Glossary¶

base-quality

The base quality or Phred quality score is a measure of the quality of the identification of the nucleobases generated by automated DNA sequencing. Essentially, this is an indication of the likelihood of this base call being correct.

bioinformatician

People who apply information technology to biological, medical, ad health research, using computational tools to gather and analyze data in fields such as genomics. In other words, you or someone sitting next to you.

Cartesian join

A join of every row of one table to every row of another table. For example, if table A has 100 rows and is joined with table B, which has 1,000 rows, a Cartesian join will result is 100,000 rows.

CIGAR

CIGAR is a string which describes how an individual read aligns with the larger reference sequence. A CIGAR may consist of one or many components, with each component having an operator and a number of bases that the operator applies to. Operators can be DHIMNPSX or =.

Clinical Sequence Analyzer

The Clinical Sequence Analyzer (CSA) is a GUI tool used for data mining and report generation from raw genetic data.

equi-join

A join that contains a condition with an equality operator. An equi-join will return only those rows with equivalent values in the columns specified. These are denoted in GOR with the options -xl and -xr in a JOIN command.

genome

The complete set of genes or genetic material present in a cell or organism.

genomic ordered data

Genomic data ordered by the genomic position of the data.

GOR

Genomic Ordered Relation. The main component of GOR is the GOR data processing language, but other components are the GORServer, GORWorker, and AppServer.
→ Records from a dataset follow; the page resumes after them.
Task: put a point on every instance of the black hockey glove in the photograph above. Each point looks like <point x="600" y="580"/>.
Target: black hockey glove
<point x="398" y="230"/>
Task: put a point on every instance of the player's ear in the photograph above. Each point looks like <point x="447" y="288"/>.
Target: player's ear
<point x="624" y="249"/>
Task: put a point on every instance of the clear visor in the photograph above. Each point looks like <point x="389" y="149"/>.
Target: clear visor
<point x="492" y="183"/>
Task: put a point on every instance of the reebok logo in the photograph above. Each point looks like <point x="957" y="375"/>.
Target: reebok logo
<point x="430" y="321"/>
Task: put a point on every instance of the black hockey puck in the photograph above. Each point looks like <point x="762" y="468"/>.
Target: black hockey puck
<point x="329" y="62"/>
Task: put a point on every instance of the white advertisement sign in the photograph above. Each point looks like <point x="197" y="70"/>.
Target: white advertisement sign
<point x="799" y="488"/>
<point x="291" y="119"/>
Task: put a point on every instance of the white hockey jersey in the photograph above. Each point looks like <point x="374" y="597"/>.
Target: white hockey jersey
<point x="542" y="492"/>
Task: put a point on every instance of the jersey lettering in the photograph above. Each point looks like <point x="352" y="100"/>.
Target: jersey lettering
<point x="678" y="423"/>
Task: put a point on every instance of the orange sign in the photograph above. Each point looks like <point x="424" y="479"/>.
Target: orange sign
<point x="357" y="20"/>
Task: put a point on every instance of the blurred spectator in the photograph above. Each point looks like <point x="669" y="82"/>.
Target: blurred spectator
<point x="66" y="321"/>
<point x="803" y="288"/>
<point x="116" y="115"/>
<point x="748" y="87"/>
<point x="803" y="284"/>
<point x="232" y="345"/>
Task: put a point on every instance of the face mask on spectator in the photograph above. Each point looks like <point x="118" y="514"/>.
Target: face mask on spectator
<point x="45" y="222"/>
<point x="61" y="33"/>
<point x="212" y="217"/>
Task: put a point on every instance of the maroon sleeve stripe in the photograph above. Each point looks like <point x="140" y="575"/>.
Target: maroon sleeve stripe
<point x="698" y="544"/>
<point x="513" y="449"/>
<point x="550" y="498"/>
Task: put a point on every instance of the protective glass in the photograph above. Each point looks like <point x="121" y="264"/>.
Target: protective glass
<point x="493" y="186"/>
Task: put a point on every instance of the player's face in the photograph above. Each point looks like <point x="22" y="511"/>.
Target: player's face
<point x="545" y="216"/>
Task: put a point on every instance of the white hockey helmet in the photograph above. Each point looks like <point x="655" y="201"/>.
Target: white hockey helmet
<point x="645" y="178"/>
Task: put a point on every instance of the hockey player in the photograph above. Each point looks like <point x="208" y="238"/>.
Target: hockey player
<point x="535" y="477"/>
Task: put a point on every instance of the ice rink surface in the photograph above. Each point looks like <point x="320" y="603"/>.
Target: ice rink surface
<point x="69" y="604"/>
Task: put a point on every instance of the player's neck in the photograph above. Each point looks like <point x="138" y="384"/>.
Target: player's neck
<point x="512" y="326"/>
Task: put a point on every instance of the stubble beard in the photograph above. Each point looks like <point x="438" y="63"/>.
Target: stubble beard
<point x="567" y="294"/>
The term “GOR” may be used in reference to:

The declarative query language used to structure commands to access information in the GOR database.
The GOR database itself.
The GOR architecture as a whole.
The act of merging two streams together, e.g. to “gor” together two files.

GORpipe

A command line interface for the GOR language.

GOR stream

A stream of data that is genomic-ordered. In other words, the output from a GOR query.

GOR Query Language

The subject of this manual. A query language for processing, filtering, and outputting genomic-ordered (and non-ordered) relational data.

literal list

A list of items contained in quotation marks and separated by a comma. E.g., ‘apples’, ‘bananas’, ‘oranges’.

locus

Pl. loci. A fixed position on a chromosome, like the position of a gene or a marker (genetic marker).

mapfile

A tab-separated value file, preferably with a header, that is used with the MAP and MULTIMAP commands to annotate data in the gor system.

NOR

Non-Ordered Relations. A subset of the commands in the GOR query language is also usable in NOR.

Phred scale

The Phred scale or “Phred Quality Score” is a unit of measurement for base quality. See also: base-quality.

Pipe steps

Commands in a GOR query that manipulate the data that are returned by a source command.

proband

definition

Sequence Miner

A GUI tool that enables deep data mining and custom queries on top of raw genetic data as well as derived data.

Source commands

Commands in the GOR query language that start GOR queries and generate some data to work with.

stream

A stream in terms of the GOR query language is a set of data that is being output. The terminology comes from the GOR architectures link to pipe syntax, where commands are visualised as sections of pipe (like plumbing) and the data going through them are thought of as “streams” (as in water). (also: stream of segments, input stream, upstream/downstream)

variants

All the different ways that one person’s DNA sequence can differ from the reference DNA sequence (e.g. Single nucleotide polymorphisms, insertions, deletions, substitutions, structural variants).

VEP

The Variant Effect Predictor, or VEP, determines the effect of your variants (see above) on genes, transcripts, and protein sequence, as well as regulatory regions.

zero-based position

A numbering format that starts from zero where individual bases in the genomic sequence actually occupy the spaces between the numbers. 0-based systems include UCSC, where other systems like Ensembl use 1-based. GOR is 1-based.